Personal information
- Born: 17 October 1981 (age 44)

Sport
- Sport: Rowing
- Club: Swan River Rowing Club

Medal record
Men's rowing
Representing Australia
World Rowing U23 Championships
| Gold medal – first place | 2003 Belgrade | LM4- |
| Silver medal – second place | 2002 Genoa | LM2- |
World Rowing Championships
| Gold medal – first place | 2011 Bled | LM8+ |
| Silver medal – second place | 2010 Karapiro | LM8+ |
| Bronze medal – third place | 2004 Banyoles | LM8+ |
| Bronze medal – third place | 2007 Munich | LM2- |

= Ross Brown (rower) =

Australian rower (born 1981)

Ross Brown (born 17 October 1981) is an Australian former national and world champion lightweight rower.

==Club and state rowing==
Born in Bentley, Western Australia, Brown was educated at Aquinas College, where he took up rowing. His senior club rowing was with the Swan River Rowing Club before winning a scholarship to the Western Australian Institute of Sport.

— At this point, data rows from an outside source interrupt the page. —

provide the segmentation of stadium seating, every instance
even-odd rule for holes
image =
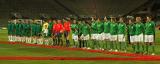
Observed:
[[[1,0],[0,18],[8,19],[11,13],[39,18],[66,15],[123,15],[148,0]],[[3,22],[3,21],[1,21]],[[7,23],[4,21],[4,23]]]

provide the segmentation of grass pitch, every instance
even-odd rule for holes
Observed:
[[[0,41],[7,41],[7,30],[0,30]],[[156,54],[160,55],[160,31],[156,31]],[[129,49],[130,50],[130,49]],[[33,46],[0,44],[0,56],[62,56],[62,57],[122,57],[110,54],[90,53],[84,51],[69,51],[59,49],[40,48]],[[59,61],[59,60],[1,60],[0,64],[159,64],[160,61]]]

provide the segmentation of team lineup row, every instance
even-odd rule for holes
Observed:
[[[130,16],[117,21],[115,17],[103,19],[90,18],[81,21],[75,19],[53,19],[49,21],[11,20],[8,23],[9,41],[54,46],[80,47],[126,52],[131,44],[134,53],[154,55],[155,23],[147,16],[145,23],[141,17]],[[73,39],[73,43],[70,40]],[[129,43],[128,43],[129,42]]]

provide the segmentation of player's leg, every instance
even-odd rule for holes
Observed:
[[[151,55],[155,55],[155,43],[154,43],[154,36],[153,35],[149,35],[148,36],[148,42],[150,43],[150,47],[151,47]]]
[[[118,51],[118,38],[117,38],[117,35],[114,35],[114,50],[115,50],[115,52],[117,52]]]
[[[144,43],[144,35],[143,34],[140,34],[140,45],[141,45],[141,53],[144,53],[145,51],[145,43]]]

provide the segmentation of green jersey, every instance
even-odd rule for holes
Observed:
[[[104,33],[109,33],[110,30],[110,21],[104,22]]]
[[[155,23],[154,21],[148,21],[145,23],[145,34],[154,35],[155,34]]]
[[[136,23],[135,25],[135,34],[139,35],[144,32],[144,24],[141,22]]]
[[[88,35],[89,33],[90,33],[89,25],[88,24],[83,24],[83,26],[82,26],[82,34],[83,35]]]
[[[15,24],[15,30],[16,30],[16,35],[19,35],[20,32],[19,23]]]
[[[22,23],[22,35],[24,36],[25,35],[25,27],[26,27],[26,24]]]
[[[30,24],[25,24],[25,36],[31,36],[31,25]]]
[[[7,29],[8,29],[8,35],[11,35],[11,23],[8,23]]]
[[[36,24],[36,33],[39,35],[42,31],[42,26],[40,24]]]
[[[83,27],[82,23],[78,24],[78,35],[82,34],[82,27]]]
[[[78,35],[78,25],[71,24],[72,33]]]
[[[117,35],[117,23],[111,22],[110,24],[110,34]]]
[[[31,27],[32,36],[36,36],[36,24],[33,23],[30,25],[30,27]]]
[[[103,32],[103,22],[97,22],[97,32],[99,34]]]
[[[96,25],[95,21],[93,21],[92,24],[91,24],[91,33],[92,34],[97,33],[97,25]]]
[[[118,24],[118,34],[125,34],[126,33],[126,24],[120,22]]]
[[[15,34],[15,24],[14,23],[11,23],[10,25],[10,31],[11,31],[11,34],[14,35]]]
[[[128,25],[128,31],[129,31],[129,35],[131,36],[135,35],[135,24],[134,23]]]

From 2002 to 2004 and from 2006 to 2011 Brown was selected to represent Western Australia in the men's lightweight four contesting the Penrith Cup at the Interstate Regatta within the Australian Rowing Championships. He was in the victorious West Australian fours of 2007, 2008 and 2009.

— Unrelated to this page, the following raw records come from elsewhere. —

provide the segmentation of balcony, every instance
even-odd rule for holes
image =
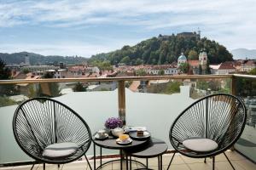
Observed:
[[[87,92],[71,90],[78,82],[88,86]],[[92,133],[102,128],[107,118],[119,116],[126,125],[147,127],[154,137],[168,144],[168,149],[172,152],[168,133],[178,114],[201,97],[224,92],[241,97],[248,114],[244,133],[234,146],[236,151],[230,151],[228,154],[237,169],[255,169],[255,164],[253,163],[256,162],[255,84],[255,76],[241,75],[0,81],[2,89],[13,87],[16,90],[11,94],[5,94],[4,91],[1,91],[1,96],[3,97],[0,103],[0,167],[3,167],[1,169],[31,167],[26,164],[31,164],[32,160],[19,148],[12,133],[15,110],[24,99],[42,95],[50,96],[78,112],[89,124]],[[104,150],[103,154],[107,157],[104,161],[107,161],[118,153]],[[87,155],[91,157],[92,148],[87,151]],[[164,156],[164,168],[168,164],[171,155],[172,153]],[[182,156],[175,159],[172,166],[177,169],[211,169],[210,159],[207,164],[201,159]],[[230,168],[222,155],[217,156],[216,162],[217,169]],[[55,166],[49,166],[50,169],[56,168]],[[106,169],[112,169],[112,167],[119,169],[115,166],[110,165]],[[149,160],[151,168],[155,169],[156,166],[155,159]],[[82,160],[67,164],[62,169],[84,167],[86,162]]]

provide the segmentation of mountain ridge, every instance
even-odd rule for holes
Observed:
[[[171,36],[160,35],[142,41],[134,46],[125,45],[120,49],[92,55],[89,61],[92,63],[109,61],[111,64],[126,65],[163,65],[177,62],[181,53],[184,53],[187,57],[194,55],[191,59],[198,60],[198,55],[203,49],[207,53],[210,64],[233,60],[232,54],[224,45],[207,37],[201,38],[195,32],[183,32]]]
[[[236,48],[232,49],[231,54],[236,60],[239,59],[256,59],[256,49]]]
[[[0,59],[6,64],[20,64],[25,62],[26,56],[29,57],[31,65],[49,65],[53,63],[63,62],[64,64],[80,64],[87,62],[88,59],[78,56],[61,56],[61,55],[41,55],[35,53],[19,52],[19,53],[0,53]]]

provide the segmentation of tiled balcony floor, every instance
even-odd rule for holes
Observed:
[[[230,159],[231,162],[233,163],[233,165],[235,166],[236,170],[255,170],[256,169],[256,164],[249,162],[248,160],[247,160],[247,158],[243,157],[242,156],[241,156],[240,154],[238,154],[236,151],[227,151],[226,152],[227,156],[229,156],[229,158]],[[170,162],[172,154],[166,154],[163,156],[163,169],[166,169],[168,163]],[[109,161],[110,159],[104,159],[104,162]],[[145,163],[145,160],[144,159],[138,159],[137,158],[137,161],[140,161],[143,163]],[[223,154],[218,155],[216,157],[216,168],[218,170],[231,170],[231,167],[229,164],[229,162],[227,162],[226,158],[224,157],[224,156]],[[93,165],[93,162],[90,161],[91,162],[91,165]],[[183,156],[181,155],[177,154],[175,156],[175,158],[171,165],[171,168],[170,169],[175,169],[175,170],[207,170],[207,169],[212,169],[212,159],[207,158],[207,163],[204,163],[204,159],[192,159],[192,158],[189,158],[186,156]],[[96,166],[99,165],[99,162],[97,161],[96,162]],[[148,166],[149,168],[151,169],[158,169],[157,167],[157,158],[151,158],[148,159]],[[125,166],[125,164],[124,164]],[[10,169],[14,169],[14,170],[29,170],[31,168],[32,166],[20,166],[20,167],[0,167],[0,170],[10,170]],[[133,168],[138,168],[140,167],[138,165],[133,163],[132,164]],[[37,170],[42,170],[42,165],[36,165],[35,167],[33,169],[37,169]],[[46,165],[46,169],[47,170],[57,170],[57,166],[56,165]],[[85,161],[78,161],[73,163],[68,163],[66,165],[61,165],[60,170],[86,170],[86,169],[90,169],[87,167],[86,162]],[[103,170],[108,170],[108,169],[114,169],[114,170],[118,170],[120,169],[119,168],[119,162],[116,162],[116,163],[110,163],[108,166],[104,167],[102,168]]]

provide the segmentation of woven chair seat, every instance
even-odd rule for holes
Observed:
[[[218,148],[218,144],[209,139],[188,139],[183,140],[185,148],[193,151],[208,152]]]
[[[64,159],[74,155],[79,146],[73,142],[63,142],[47,146],[43,152],[43,156],[49,159]]]

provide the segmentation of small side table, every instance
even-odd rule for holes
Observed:
[[[93,141],[93,150],[94,150],[94,169],[97,170],[97,169],[101,169],[102,167],[102,166],[113,162],[117,162],[119,161],[120,162],[120,170],[123,169],[123,166],[122,166],[122,162],[125,161],[126,162],[126,170],[128,170],[128,156],[125,155],[125,159],[123,159],[123,150],[125,150],[125,149],[127,150],[132,150],[133,148],[143,148],[143,145],[148,145],[146,144],[147,142],[148,141],[148,139],[146,140],[135,140],[133,139],[132,143],[130,144],[125,144],[125,145],[120,145],[119,144],[116,143],[116,138],[113,137],[113,136],[109,136],[108,139],[104,139],[104,140],[99,140],[94,138],[95,134],[93,135],[92,138],[92,141]],[[100,147],[100,166],[98,167],[96,167],[96,145]],[[113,160],[113,161],[109,161],[105,163],[102,163],[102,148],[106,148],[106,149],[112,149],[112,150],[120,150],[120,159],[118,160]],[[136,161],[134,161],[136,162]],[[138,162],[136,162],[137,163],[141,163]],[[130,165],[131,163],[130,162]],[[143,165],[143,163],[141,163],[142,165]]]
[[[131,156],[146,158],[146,167],[148,168],[148,158],[158,157],[158,168],[163,168],[162,155],[166,153],[168,145],[163,140],[151,138],[148,144],[141,150],[125,150],[127,156],[130,156],[130,169],[131,170]]]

==International representative rowing==
Brown first represented Australia at the 2002 World Rowing Cup II in Lucerne in a lightweight coxless pair with his West Australian team-mate Tom Nicholls which placed sixth. They rowed together that same year in the World Rowing U23 Championships in Genoa taking the silver medal. In 2003 Brown and Nicholls teamed up with the Tasmanians Tom Gibson and Cameron Wurf in a lightweight coxless four. They finished in overall twelfth place at the World Rowing Cup III in Lucerne but then at the 2003 World Rowing U23 Championships in Belgrade they took the gold medal and claimed an U23 World Championship.

At the 2004 World Rowing Championships in Banyoles he won a bronze medal in the lightweight eight. At Gifu, Japan 2005 he raced in a lightweight coxless pair with George Roberts and finished in eleventh place. He continued in the coxless pair in 2007 and at the World Rowing Championships with Michael McBryde he won bronze. In 2009 he rowed in a lightweight coxless four at the World Championships to a fourteenth placing.

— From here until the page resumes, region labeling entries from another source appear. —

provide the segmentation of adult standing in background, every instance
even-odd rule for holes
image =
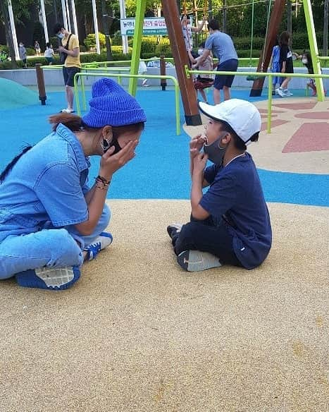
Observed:
[[[206,41],[204,52],[201,56],[199,64],[201,64],[209,56],[211,52],[218,59],[217,71],[237,71],[237,54],[232,38],[219,30],[219,23],[216,20],[209,22],[209,36]],[[224,100],[231,98],[230,87],[234,75],[216,75],[213,83],[213,102],[215,104],[221,103],[221,90],[224,92]]]
[[[20,42],[20,48],[18,49],[18,52],[20,54],[20,59],[23,61],[24,66],[23,66],[23,68],[27,68],[27,64],[26,61],[26,49],[24,47],[23,43],[22,42]]]
[[[62,46],[58,47],[58,52],[61,56],[61,63],[64,65],[63,76],[68,107],[66,109],[63,109],[61,111],[63,113],[73,113],[74,111],[74,76],[75,73],[81,71],[79,40],[75,35],[70,33],[63,25],[59,23],[55,25],[54,32],[62,42]]]
[[[184,37],[184,41],[185,42],[186,50],[188,52],[193,49],[193,39],[192,37],[192,32],[195,33],[199,33],[202,30],[204,23],[206,22],[206,17],[204,16],[202,18],[202,23],[201,23],[197,27],[191,26],[191,18],[190,16],[184,14],[181,18],[181,24],[182,30],[182,37]]]
[[[37,40],[35,40],[35,50],[37,56],[41,56],[40,44],[39,44],[39,42]]]

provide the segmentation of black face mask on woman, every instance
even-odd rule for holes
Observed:
[[[113,152],[113,154],[116,154],[116,153],[118,153],[122,149],[116,139],[112,139],[111,143],[109,143],[107,139],[103,139],[102,147],[104,153],[106,153],[112,146],[114,146],[114,152]]]
[[[223,135],[220,136],[211,145],[204,145],[204,152],[208,154],[208,159],[215,164],[221,166],[224,159],[226,147],[221,147]]]

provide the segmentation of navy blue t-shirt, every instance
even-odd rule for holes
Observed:
[[[270,216],[252,156],[235,159],[225,167],[204,171],[210,188],[200,205],[217,221],[224,220],[233,236],[233,249],[247,269],[265,260],[272,245]]]

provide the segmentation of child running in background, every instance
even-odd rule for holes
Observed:
[[[207,56],[206,60],[199,64],[199,61],[200,60],[201,56],[202,56],[204,50],[204,42],[200,44],[198,50],[198,57],[194,57],[192,54],[191,50],[188,50],[189,58],[191,63],[192,64],[192,68],[197,68],[198,70],[205,70],[207,71],[213,71],[213,58],[211,54]],[[204,99],[204,102],[208,103],[208,99],[206,95],[204,89],[207,87],[211,87],[213,85],[213,79],[211,78],[210,74],[201,74],[194,78],[193,80],[194,85],[194,89],[200,92],[201,95]]]
[[[288,32],[283,32],[280,35],[280,71],[287,74],[294,73],[292,53],[289,47],[290,39],[290,34]],[[281,96],[281,97],[292,96],[292,93],[288,90],[288,84],[291,78],[285,78],[282,85],[278,89],[278,94],[279,96]]]
[[[278,37],[276,38],[275,45],[272,49],[272,56],[271,56],[270,61],[270,68],[272,73],[280,73],[280,47],[279,41]],[[272,95],[274,95],[276,93],[276,85],[279,83],[279,87],[281,81],[281,78],[278,76],[272,78]]]
[[[138,74],[144,74],[147,72],[147,66],[144,60],[139,60],[139,65],[138,66]],[[147,79],[142,79],[142,85],[143,87],[148,87]]]

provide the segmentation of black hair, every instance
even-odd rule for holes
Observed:
[[[239,138],[239,136],[235,132],[235,131],[233,130],[232,126],[230,126],[228,124],[228,123],[226,121],[223,121],[222,120],[218,121],[219,121],[219,123],[221,123],[221,124],[222,125],[222,128],[221,128],[222,131],[228,132],[233,138],[233,142],[234,142],[234,145],[235,145],[235,148],[237,149],[238,150],[241,150],[241,151],[247,150],[247,146],[246,146],[245,143],[242,140],[242,139]],[[250,138],[250,141],[257,142],[259,138],[259,132],[257,132],[257,133],[254,133],[254,135],[252,135],[252,136]]]
[[[4,169],[1,171],[1,173],[0,174],[0,184],[1,184],[4,179],[5,177],[7,176],[7,174],[10,172],[10,171],[13,169],[14,164],[15,164],[17,163],[17,162],[18,161],[18,159],[27,152],[28,152],[30,150],[30,149],[32,149],[33,146],[30,146],[30,145],[28,145],[27,146],[25,146],[23,150],[22,150],[22,152],[20,152],[20,153],[19,153],[18,154],[17,154],[17,156],[15,156],[15,157],[13,159],[13,160],[8,163],[7,164],[7,166],[4,168]]]
[[[209,21],[208,27],[212,30],[219,30],[219,23],[217,20],[213,18]]]
[[[57,35],[57,33],[58,33],[58,32],[60,32],[62,29],[64,29],[64,25],[61,23],[56,23],[55,24],[55,25],[54,26],[54,34],[55,35],[55,36]]]
[[[289,40],[290,39],[290,33],[289,32],[283,32],[280,35],[279,44],[280,46],[289,46]]]

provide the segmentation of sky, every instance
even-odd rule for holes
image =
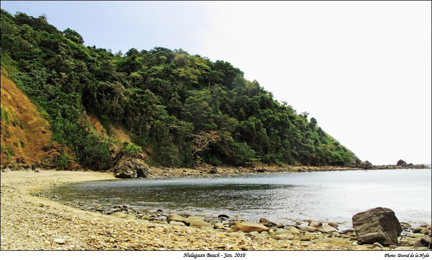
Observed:
[[[125,53],[222,60],[374,164],[432,161],[430,1],[1,1]]]

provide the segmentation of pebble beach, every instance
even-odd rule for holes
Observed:
[[[261,234],[127,219],[35,196],[49,187],[114,179],[112,173],[44,170],[1,174],[1,250],[389,250],[358,245],[353,233],[270,228]],[[423,233],[430,236],[430,225]],[[283,230],[282,230],[283,229]],[[423,230],[423,229],[421,229]],[[287,230],[287,231],[284,231]],[[402,242],[424,237],[406,234]],[[426,250],[406,243],[395,250]],[[399,243],[400,245],[400,243]]]

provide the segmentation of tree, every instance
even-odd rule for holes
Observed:
[[[219,137],[218,132],[213,130],[207,132],[200,131],[194,134],[192,155],[208,149],[209,146],[215,142]]]

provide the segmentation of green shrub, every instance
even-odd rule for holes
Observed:
[[[142,153],[142,148],[132,142],[128,143],[123,149],[123,153],[127,155],[138,155],[140,153]]]

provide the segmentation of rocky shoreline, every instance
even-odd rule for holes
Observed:
[[[152,177],[167,177],[166,168],[152,170]],[[226,169],[216,170],[206,174],[197,169],[192,176],[179,170],[169,176],[228,174]],[[246,174],[243,169],[229,170]],[[341,170],[323,169],[332,170]],[[257,223],[242,222],[223,214],[206,219],[140,212],[128,205],[65,205],[41,196],[46,188],[57,185],[115,179],[111,172],[13,171],[0,177],[2,250],[428,250],[422,240],[430,239],[430,225],[426,223],[415,228],[401,223],[397,246],[359,245],[353,229],[338,230],[335,222],[286,225],[263,217]]]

In 2010 at the World Championships in Lake Karapiro, Brown was seated at bow in the Australian men's lightweight eight who placed second and won the silver medal. The lightweight eight stayed together into 2011 with the changeout of Perry Ward and Angus Tyers for Rod Chisolm and Tom Gibson and a move of Darryn Purcell into the stroke seat. At the 2011 World Championships in Bled they raced their final to perfection coming through the field from the 500mark, sitting second at the 1000 and the 1500, and running down the Italians in the last 200m to take the gold by 0.17seconds, winning Brown his first and only World Championship title.

==Post competitive rowing==
After winning gold at the 2011 World Rowing Championships in the men's lightweight eight, he became the High Performance Development Officer with Rowing Australia.